Ketua Umum Valentino Club, Willem Yanes Aldenhoven, menyambut baik pelaksanaan program tersebut. Menurutnya, kegiatan ini membuka wawasan baru mengenai pentingnya pemanfaatan data dalam pengelolaan media sosial organisasi olahraga.

“Selama ini kami aktif mempublikasikan berbagai kegiatan dan prestasi atlet melalui Instagram, namun belum pernah menganalisis data secara mendalam. Melalui pendampingan dari Universitas Nusa Mandiri, kami memperoleh pengetahuan baru untuk membaca data engagement sehingga dapat menyusun strategi publikasi yang lebih tepat sasaran. Kami berharap visibilitas klub semakin meningkat dan mampu menjangkau masyarakat yang lebih luas,” ungkapnya.

Tim pelaksana kegiatan terdiri atas Taopik Hidayat sebagai ketua pelaksana, bersama Syarah Seimahuira dan Sad Gita Didiani dari Program Studi Sains Data Fakultas Teknologi Informasi Universitas Nusa Mandiri. Kegiatan ini juga melibatkan Pangrasya Christina Rahanmitu, dosen Program Studi Sistem Informasi pada fakultas yang sama.

Melalui program ini, tim tidak hanya meningkatkan kompetensi mitra dalam memahami analisis data media sosial, tetapi juga menghasilkan laporan analisis engagement Instagram, rekomendasi strategi publikasi berbasis data, dokumentasi kegiatan, artikel media massa, hingga artikel ilmiah yang akan dipublikasikan pada jurnal nasional bidang pengabdian kepada masyarakat.

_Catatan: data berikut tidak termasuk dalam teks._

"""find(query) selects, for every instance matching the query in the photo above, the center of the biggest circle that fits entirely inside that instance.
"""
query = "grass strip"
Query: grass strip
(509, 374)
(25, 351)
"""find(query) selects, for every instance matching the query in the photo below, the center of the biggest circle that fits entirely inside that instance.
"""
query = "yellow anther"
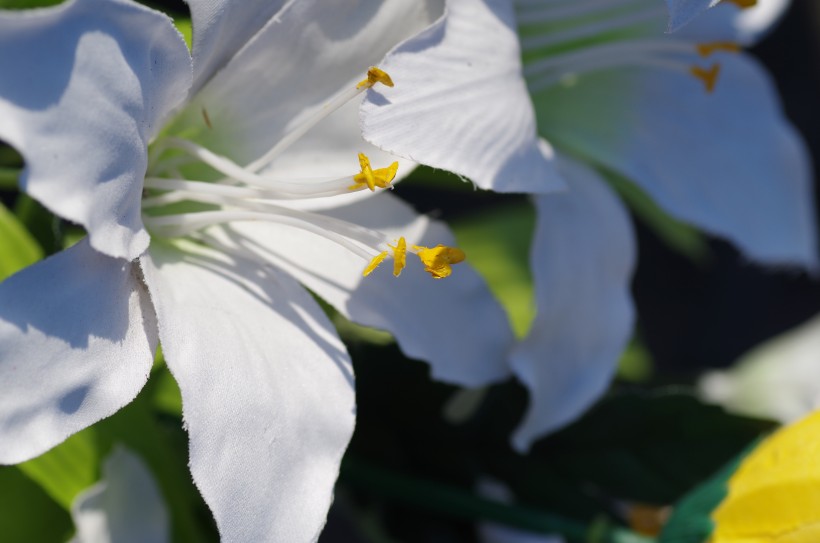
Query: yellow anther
(706, 49)
(375, 75)
(399, 256)
(374, 263)
(371, 178)
(743, 4)
(438, 260)
(707, 75)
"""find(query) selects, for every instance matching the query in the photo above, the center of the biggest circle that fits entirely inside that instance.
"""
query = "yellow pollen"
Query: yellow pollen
(375, 75)
(706, 49)
(707, 75)
(743, 4)
(438, 260)
(374, 263)
(371, 178)
(399, 256)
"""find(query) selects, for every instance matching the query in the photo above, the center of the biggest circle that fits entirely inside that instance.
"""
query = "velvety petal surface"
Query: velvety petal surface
(267, 390)
(308, 53)
(85, 85)
(460, 102)
(582, 261)
(454, 324)
(77, 340)
(126, 506)
(222, 28)
(728, 161)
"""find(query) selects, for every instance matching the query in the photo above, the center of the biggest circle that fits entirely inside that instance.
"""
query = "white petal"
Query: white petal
(223, 27)
(124, 507)
(727, 22)
(85, 85)
(77, 340)
(308, 53)
(728, 161)
(460, 102)
(778, 380)
(582, 261)
(454, 324)
(267, 390)
(683, 11)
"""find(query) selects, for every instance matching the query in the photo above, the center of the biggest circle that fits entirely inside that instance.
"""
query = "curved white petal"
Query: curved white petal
(308, 53)
(727, 161)
(454, 324)
(267, 390)
(126, 506)
(727, 22)
(460, 102)
(582, 261)
(683, 11)
(85, 85)
(223, 27)
(331, 149)
(77, 340)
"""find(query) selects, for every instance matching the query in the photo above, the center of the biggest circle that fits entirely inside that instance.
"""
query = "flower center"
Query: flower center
(176, 205)
(564, 39)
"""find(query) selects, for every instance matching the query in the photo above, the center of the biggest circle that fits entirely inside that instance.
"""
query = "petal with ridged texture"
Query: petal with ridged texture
(582, 260)
(267, 390)
(460, 102)
(85, 86)
(77, 341)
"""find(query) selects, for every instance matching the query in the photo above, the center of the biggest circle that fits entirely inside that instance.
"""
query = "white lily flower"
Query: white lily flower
(242, 163)
(690, 119)
(125, 506)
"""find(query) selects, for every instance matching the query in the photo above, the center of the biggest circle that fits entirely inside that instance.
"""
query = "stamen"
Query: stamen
(374, 75)
(707, 75)
(186, 223)
(438, 260)
(374, 263)
(399, 256)
(371, 178)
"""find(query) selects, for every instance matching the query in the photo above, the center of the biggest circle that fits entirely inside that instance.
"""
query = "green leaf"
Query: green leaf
(678, 235)
(18, 248)
(691, 520)
(647, 447)
(27, 4)
(68, 469)
(497, 244)
(163, 448)
(29, 514)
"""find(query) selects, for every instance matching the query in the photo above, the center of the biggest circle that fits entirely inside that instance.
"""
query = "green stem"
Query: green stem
(456, 502)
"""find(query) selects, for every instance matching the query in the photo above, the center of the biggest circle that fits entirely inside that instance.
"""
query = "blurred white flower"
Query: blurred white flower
(687, 117)
(246, 165)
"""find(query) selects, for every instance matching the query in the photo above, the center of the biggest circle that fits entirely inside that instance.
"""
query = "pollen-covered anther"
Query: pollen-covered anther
(743, 4)
(375, 75)
(370, 178)
(374, 263)
(438, 260)
(399, 258)
(706, 49)
(707, 75)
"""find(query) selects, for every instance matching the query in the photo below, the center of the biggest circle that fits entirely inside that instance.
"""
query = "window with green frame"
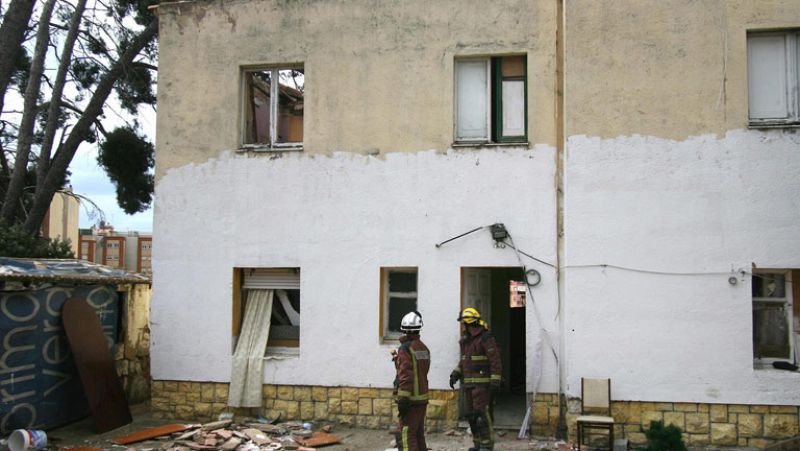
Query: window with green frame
(491, 99)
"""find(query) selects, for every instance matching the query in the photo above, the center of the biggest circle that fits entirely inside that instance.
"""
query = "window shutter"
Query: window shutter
(472, 100)
(269, 279)
(513, 108)
(767, 77)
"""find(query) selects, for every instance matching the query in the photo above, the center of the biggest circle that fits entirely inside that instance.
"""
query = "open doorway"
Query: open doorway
(499, 295)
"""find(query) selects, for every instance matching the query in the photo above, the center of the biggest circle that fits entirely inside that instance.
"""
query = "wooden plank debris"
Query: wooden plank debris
(216, 425)
(195, 446)
(231, 444)
(96, 366)
(150, 433)
(258, 437)
(318, 439)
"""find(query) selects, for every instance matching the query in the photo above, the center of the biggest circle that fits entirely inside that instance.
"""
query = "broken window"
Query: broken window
(279, 290)
(398, 297)
(775, 317)
(265, 100)
(491, 100)
(773, 83)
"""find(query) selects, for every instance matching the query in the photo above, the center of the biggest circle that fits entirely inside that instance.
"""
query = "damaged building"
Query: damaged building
(627, 170)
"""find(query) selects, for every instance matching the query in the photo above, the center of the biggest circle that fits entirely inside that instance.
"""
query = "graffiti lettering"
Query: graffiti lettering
(12, 381)
(4, 305)
(9, 350)
(64, 378)
(55, 350)
(17, 418)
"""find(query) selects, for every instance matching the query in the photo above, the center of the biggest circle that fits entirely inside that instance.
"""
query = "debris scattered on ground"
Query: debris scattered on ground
(150, 433)
(225, 434)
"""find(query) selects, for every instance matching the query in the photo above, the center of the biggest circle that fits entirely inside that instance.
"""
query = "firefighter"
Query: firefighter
(480, 373)
(412, 361)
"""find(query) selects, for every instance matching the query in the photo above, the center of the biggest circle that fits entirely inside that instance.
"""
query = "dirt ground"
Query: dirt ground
(81, 434)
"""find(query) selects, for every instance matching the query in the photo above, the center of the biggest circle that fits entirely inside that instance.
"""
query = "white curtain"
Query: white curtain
(247, 370)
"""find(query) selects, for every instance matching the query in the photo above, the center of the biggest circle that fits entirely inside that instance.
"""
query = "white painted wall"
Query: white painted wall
(703, 205)
(340, 218)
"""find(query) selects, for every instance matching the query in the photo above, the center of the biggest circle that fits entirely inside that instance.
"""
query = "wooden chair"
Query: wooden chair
(595, 410)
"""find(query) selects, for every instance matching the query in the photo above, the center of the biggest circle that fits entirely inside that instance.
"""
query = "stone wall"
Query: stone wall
(132, 352)
(702, 424)
(362, 407)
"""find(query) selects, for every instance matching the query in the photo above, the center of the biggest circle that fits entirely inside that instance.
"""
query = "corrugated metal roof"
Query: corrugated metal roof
(64, 270)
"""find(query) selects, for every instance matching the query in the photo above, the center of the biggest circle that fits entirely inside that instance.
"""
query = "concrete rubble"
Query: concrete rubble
(247, 435)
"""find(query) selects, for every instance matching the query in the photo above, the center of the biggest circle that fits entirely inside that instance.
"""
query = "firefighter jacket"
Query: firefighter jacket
(480, 358)
(412, 364)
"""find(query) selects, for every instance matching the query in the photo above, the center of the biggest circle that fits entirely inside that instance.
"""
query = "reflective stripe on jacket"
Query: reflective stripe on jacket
(412, 365)
(480, 358)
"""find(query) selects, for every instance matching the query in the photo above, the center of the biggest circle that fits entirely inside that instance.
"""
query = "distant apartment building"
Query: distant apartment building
(129, 250)
(61, 220)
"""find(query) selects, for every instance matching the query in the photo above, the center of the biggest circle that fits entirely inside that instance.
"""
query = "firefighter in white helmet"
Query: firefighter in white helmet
(412, 362)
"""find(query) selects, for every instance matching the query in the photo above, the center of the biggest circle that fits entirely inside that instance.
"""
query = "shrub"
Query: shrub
(664, 438)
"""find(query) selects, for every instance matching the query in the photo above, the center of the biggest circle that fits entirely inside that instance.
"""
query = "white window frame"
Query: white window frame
(272, 279)
(487, 92)
(273, 108)
(386, 295)
(791, 79)
(495, 95)
(787, 301)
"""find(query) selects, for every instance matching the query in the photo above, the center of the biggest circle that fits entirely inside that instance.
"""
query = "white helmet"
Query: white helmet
(412, 322)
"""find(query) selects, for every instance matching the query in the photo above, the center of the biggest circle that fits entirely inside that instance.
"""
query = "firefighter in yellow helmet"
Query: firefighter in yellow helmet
(480, 372)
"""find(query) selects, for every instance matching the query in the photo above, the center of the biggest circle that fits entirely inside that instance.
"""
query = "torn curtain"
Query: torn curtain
(247, 369)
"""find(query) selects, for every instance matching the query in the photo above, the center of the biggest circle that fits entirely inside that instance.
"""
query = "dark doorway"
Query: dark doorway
(500, 292)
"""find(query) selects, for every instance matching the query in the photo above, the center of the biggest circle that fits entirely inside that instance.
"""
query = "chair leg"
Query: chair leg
(611, 438)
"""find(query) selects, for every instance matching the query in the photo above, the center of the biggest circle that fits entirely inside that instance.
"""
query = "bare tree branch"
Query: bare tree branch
(30, 110)
(58, 88)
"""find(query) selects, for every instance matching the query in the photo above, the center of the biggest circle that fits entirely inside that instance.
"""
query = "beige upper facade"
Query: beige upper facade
(379, 76)
(670, 69)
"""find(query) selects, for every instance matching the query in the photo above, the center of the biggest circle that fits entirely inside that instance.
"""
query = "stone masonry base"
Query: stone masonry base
(702, 424)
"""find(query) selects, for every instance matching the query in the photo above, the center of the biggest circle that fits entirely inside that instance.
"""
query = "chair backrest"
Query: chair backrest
(596, 395)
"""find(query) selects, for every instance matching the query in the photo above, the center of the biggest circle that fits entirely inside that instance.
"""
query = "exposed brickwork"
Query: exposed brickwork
(702, 424)
(357, 406)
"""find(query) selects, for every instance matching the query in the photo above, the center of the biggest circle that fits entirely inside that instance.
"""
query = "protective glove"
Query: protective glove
(403, 406)
(455, 376)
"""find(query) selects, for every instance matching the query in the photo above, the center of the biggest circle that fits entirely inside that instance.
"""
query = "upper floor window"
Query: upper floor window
(398, 297)
(491, 99)
(277, 93)
(772, 78)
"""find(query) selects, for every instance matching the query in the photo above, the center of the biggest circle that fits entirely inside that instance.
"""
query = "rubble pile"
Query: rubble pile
(243, 436)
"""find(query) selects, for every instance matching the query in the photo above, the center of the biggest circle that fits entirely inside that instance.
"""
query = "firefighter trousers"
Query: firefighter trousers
(411, 429)
(477, 405)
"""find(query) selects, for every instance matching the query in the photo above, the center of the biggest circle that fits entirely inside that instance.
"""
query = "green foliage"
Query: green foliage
(22, 67)
(664, 438)
(14, 242)
(128, 157)
(86, 72)
(142, 15)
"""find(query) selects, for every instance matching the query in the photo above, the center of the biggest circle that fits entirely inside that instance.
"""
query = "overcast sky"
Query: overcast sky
(90, 180)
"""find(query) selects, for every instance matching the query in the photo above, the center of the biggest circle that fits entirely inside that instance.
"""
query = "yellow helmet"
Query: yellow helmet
(469, 316)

Baca juga:UNM Latih PKK Cipinang Melayu Kelola Website, Percepat Transformasi Digital Masyarakat

“Kegiatan ini menjadi bukti nyata bagaimana Universitas Nusa Mandiri sebagai Kampus Digital Bisnis mengimplementasikan keilmuan di bidang Data Science untuk menjawab kebutuhan masyarakat. Pendekatan berbasis data tidak hanya diterapkan di dunia industri dan bisnis, tetapi juga mampu memberikan nilai tambah bagi organisasi olahraga dalam membangun komunikasi digital yang lebih efektif,” tegasnya.

Melalui sinergi antara perguruan tinggi dan masyarakat, Universitas Nusa Mandiri terus menghadirkan inovasi yang berdampak nyata. Pendampingan ini diharapkan menjadi model kolaborasi berkelanjutan dalam pemanfaatan Data Analytics untuk memperkuat citra organisasi, memperluas jangkauan informasi, serta mendukung lahirnya lebih banyak atlet berprestasi yang dikenal luas melalui strategi publikasi digital yang berbasis data.